The missing two minutes due to a camera over heating on the Apollo 11 mission.
Explore, dismiss, debunk. Take it how you want.
I found this interesting. The missing two minutes due to a camera overheating. Supposedly HAM operators where listening in on the conversation between
mission control and the Apollo 11 mission.
www.v-j-enterprises.com...
"12) Apollo 11: "I say that there were other spaceships!"
Apollo 11, with Neil Armstrong, Michael Collins and Edwin Aldrin was the first Apollo flight to land on the Moon, on July 20, 1969. While Collins flew
in orbit around the Moon in the command module, Armstrong and Aldrin descended in the lunar module, landing in the Sea of Tranquillity at 4:17 P.M.
According to hitherto un-confirmed reports, both Neil Armstrong and Edwin "Buzz" Aldrin saw UFOs shortly after that historic landing on the Moon in
Apollo 11 on 21 July 1969. I remember hearing one of the astronauts refer to a "light" in or on a crater during the television transmission, followed
by a request from mission control for further information. Nothing more was heard.
The following astonishing conversation was picked up by ham radio operators that had their own VHF receiving facilities that bypassed NASA's
broadcasting outlets. At this time, the live television broadcast was interrupted for two minutes due to a supposed "overheated camera", but the
transmission below was received loud and clear by hundreds of ham radio operators:
According to Otto Binder, who was a member of the NASA space team, when the two moon-walkers, Aldrin and Armstrong were making their rounds some
distance from the LEM, Armstrong clutched Aldrin's arm excitedly and exclaimed:
Armstrong: What was it? What the hell was it? That's all I want to know!"

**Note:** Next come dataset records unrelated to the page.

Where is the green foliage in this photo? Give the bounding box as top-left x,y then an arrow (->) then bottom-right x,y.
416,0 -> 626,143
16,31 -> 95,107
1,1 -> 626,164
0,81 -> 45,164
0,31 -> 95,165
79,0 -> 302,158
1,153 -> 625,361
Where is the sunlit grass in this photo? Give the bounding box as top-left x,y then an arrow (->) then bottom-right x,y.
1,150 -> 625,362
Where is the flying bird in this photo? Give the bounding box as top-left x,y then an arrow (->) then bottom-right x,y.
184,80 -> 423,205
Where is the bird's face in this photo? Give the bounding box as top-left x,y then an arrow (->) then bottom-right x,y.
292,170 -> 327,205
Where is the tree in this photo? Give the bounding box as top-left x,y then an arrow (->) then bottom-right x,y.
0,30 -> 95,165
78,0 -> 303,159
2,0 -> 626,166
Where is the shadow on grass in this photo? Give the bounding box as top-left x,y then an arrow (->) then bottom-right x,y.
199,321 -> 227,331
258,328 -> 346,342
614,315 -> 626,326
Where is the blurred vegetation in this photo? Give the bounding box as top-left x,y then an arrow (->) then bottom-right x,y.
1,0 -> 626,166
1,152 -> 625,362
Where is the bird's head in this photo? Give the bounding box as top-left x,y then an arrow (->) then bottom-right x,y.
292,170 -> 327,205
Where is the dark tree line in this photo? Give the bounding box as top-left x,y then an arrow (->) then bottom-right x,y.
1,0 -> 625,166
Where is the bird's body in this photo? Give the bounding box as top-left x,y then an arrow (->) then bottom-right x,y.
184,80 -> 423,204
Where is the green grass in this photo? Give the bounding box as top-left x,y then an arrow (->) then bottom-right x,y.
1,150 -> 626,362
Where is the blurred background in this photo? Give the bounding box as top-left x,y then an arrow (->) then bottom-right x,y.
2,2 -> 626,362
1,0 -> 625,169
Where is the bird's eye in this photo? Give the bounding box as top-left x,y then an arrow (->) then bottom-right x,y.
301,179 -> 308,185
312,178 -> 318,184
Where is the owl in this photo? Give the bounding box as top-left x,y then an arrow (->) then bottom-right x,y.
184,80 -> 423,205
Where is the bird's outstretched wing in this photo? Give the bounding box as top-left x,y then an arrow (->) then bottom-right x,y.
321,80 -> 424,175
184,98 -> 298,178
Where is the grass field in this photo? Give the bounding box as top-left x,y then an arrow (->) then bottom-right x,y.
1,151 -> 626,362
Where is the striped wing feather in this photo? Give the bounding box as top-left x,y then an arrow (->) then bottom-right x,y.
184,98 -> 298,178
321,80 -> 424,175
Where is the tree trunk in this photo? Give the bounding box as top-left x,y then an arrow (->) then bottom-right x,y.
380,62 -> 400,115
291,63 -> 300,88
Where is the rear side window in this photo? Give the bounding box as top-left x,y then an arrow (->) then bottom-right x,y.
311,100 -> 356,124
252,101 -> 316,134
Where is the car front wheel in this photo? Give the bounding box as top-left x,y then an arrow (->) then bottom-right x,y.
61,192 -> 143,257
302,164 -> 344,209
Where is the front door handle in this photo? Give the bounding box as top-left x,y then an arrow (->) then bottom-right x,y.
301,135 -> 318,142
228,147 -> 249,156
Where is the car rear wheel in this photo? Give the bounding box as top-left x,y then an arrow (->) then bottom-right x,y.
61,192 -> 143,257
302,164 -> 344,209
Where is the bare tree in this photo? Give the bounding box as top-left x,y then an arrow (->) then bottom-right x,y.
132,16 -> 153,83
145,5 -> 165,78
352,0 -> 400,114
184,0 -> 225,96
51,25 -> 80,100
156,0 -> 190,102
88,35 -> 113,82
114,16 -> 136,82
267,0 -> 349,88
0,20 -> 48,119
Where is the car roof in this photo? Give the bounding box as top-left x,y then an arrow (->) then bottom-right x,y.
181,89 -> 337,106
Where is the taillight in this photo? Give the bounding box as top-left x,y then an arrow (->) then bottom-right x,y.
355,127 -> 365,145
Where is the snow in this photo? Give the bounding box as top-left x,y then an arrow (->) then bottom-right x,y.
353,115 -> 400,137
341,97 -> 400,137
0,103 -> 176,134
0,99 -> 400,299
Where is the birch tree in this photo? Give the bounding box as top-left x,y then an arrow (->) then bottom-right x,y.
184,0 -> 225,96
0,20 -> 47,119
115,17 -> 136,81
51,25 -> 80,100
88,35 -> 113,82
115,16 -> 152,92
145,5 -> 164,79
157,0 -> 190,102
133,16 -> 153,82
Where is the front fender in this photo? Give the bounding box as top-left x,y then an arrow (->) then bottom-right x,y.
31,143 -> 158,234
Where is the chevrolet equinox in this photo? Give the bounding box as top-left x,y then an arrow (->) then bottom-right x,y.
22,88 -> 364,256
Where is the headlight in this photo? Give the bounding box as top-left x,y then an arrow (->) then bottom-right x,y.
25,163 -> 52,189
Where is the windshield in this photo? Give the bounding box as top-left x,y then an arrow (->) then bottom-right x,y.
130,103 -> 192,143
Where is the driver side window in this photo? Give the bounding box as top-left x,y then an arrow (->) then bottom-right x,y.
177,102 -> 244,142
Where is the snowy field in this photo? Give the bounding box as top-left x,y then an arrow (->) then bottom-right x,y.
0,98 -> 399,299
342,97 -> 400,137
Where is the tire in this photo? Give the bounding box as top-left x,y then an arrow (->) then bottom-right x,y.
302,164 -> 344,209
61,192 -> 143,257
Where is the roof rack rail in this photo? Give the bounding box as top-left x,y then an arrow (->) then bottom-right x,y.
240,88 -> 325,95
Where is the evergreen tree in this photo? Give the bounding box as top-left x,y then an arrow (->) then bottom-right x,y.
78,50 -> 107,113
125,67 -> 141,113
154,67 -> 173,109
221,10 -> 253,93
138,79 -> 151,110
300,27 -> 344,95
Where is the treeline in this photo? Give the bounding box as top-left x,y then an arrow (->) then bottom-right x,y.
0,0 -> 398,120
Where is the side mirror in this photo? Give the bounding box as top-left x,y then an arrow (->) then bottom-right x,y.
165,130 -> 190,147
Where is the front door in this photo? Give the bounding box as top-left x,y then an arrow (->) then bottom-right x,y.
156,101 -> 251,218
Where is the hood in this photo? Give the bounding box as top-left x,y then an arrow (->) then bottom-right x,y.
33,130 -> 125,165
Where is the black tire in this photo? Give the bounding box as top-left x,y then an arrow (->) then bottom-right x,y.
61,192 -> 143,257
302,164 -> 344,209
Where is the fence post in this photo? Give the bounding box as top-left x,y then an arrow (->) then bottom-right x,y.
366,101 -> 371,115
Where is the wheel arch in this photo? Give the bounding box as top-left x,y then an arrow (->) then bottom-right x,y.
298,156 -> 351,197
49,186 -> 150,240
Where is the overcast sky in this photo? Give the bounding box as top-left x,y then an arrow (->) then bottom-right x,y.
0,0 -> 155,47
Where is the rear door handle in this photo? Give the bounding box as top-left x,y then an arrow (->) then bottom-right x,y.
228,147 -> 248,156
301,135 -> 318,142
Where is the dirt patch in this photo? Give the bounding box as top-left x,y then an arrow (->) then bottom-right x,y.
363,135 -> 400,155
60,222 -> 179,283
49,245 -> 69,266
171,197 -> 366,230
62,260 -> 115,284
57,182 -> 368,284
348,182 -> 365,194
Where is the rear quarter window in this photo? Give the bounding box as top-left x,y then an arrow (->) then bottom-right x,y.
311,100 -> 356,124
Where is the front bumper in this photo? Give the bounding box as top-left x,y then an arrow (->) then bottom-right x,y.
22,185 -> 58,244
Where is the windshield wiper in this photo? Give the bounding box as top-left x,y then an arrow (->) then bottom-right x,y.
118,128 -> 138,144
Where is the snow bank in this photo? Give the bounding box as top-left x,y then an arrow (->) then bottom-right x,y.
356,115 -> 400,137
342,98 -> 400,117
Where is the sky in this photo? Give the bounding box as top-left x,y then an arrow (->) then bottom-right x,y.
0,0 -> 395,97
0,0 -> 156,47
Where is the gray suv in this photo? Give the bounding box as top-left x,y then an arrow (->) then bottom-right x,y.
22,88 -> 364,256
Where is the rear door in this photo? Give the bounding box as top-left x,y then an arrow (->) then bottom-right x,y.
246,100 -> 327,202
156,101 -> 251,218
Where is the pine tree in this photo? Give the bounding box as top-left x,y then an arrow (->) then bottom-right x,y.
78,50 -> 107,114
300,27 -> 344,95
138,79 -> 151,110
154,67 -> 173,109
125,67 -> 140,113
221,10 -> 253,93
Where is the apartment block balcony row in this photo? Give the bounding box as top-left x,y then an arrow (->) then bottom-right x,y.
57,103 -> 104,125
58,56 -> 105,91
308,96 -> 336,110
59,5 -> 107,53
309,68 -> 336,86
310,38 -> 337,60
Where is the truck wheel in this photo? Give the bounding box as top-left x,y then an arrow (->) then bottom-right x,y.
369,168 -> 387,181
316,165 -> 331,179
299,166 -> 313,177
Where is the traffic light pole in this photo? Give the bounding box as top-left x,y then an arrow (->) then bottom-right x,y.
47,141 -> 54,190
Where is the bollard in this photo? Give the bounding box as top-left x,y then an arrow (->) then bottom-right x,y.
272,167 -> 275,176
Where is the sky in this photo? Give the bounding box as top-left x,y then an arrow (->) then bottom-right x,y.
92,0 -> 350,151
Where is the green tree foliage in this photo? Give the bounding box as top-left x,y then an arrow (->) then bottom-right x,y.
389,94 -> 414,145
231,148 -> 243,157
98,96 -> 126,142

Mission Control: What's there?... malfunction (garble) ... Mission Control calling Apollo 11 ...
Apollo 11: These babies were huge, sir!... Enormous!... Oh, God! You wouldn't believe it! ... I'm telling you there are other space-craft out
there ... lined up on the far side of the crater edge! ... They're on the Moon watching us! ...
Wilson writes (p. 48): "Binder ends his report with this observation: 'There has, understandably, been no confirmation of this incredible report by
NASA or any authorities. WE cannot vouch for its authenticity, but if true, one can surmise that mission control went into a dither and then into a
huddle, after which they sternly [ordered] the moonwalkers to 'forget' what they saw and carry on casually and calmly as if nothing had happened.
After all, an estimated 600 million people around the world were hanging on every word spoken by the first two men to leave footprints on the Moon."